Balena Etcher: Download the AppImage from https://etcher.balena.io/ and run it.

Calibre: Install it via Gnome Sofware.

Proton VPN: Download the Proton VPN RPM package from the official repository https://repo.protonvpn.com/fedora-39-stable/protonvpn-stable-release/, then install the RPM package using the command $ sudo dnf protonvpn-stable-release-<VERSION>.rpm

Reference: https://protonvpn.com/support/official-linux-vpn-fedora/

Remmina: Install it via Gnome Sofware.

Reference: https://remmina.org/how-to-install-remmina/#fedora-and-red-hat


  1. Register the VirtualBox repo:
$ sudo wget https://download.virtualbox.org/virtualbox/rpm/fedora/virtualbox.repo -O /etc/yum.repos.d/virtualbox.rep
  1. Install the latest VirtualBox package: $ sudo dnf install VirtualBox-7.0

  2. Add the current user to vboxusers group: $ sudo usermod -aG vboxusers $USER

Reference - https://computingforgeeks.com/how-to-install-virtualbox-on-fedora-linux/

3. Gnome Extensions

Here is a list of Gnome extensions that I currently use. You can install them easily using the GNOME Shell integration browser extension or by downloading them from https://extensions.gnome.org/ and opening them with the GNOME Extensions application.

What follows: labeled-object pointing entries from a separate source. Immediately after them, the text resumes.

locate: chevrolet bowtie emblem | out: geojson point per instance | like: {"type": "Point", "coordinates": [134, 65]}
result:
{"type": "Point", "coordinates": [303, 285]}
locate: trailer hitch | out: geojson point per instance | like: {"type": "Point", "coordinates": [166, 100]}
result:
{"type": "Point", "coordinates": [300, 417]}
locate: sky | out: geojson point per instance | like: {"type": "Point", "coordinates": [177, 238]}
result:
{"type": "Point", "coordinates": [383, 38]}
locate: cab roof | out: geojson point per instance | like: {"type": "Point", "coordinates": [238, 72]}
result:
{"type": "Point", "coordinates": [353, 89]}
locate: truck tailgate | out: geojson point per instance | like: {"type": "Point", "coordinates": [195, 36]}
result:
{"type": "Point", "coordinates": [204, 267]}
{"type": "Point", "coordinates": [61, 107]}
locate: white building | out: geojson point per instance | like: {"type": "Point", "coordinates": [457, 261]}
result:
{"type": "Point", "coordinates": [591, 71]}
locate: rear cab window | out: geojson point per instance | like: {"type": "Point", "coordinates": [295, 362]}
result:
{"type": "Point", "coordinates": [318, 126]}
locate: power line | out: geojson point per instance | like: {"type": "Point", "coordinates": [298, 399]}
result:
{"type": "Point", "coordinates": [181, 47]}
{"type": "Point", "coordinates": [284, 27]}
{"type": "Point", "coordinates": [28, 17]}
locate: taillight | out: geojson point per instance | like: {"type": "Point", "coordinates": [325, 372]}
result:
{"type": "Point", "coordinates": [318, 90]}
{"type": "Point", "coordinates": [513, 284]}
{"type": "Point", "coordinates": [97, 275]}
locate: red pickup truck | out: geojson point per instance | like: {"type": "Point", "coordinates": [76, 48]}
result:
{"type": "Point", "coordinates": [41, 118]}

Note: Make sure to check compatibility with your current version of GNOME before installing these extensions.

4. Conclusions

This is definitely not an extensive and final guide on what to do after a fresh install of Fedora Linux. It is tailored to my personal preferences and the specific hardware and software I use on a daily basis. However, I hope that some of the tips and recommendations provided in this guide will be helpful to others as well.

Disclaimer: The information and recommendations provided in this guide are based on the author’s personal experiences and preferences. The author is not affiliated with any of the mentioned software or organizations, and the recommendations are not endorsements. Users should exercise their own discretion and refer to official documentation and sources for the latest information and instructions.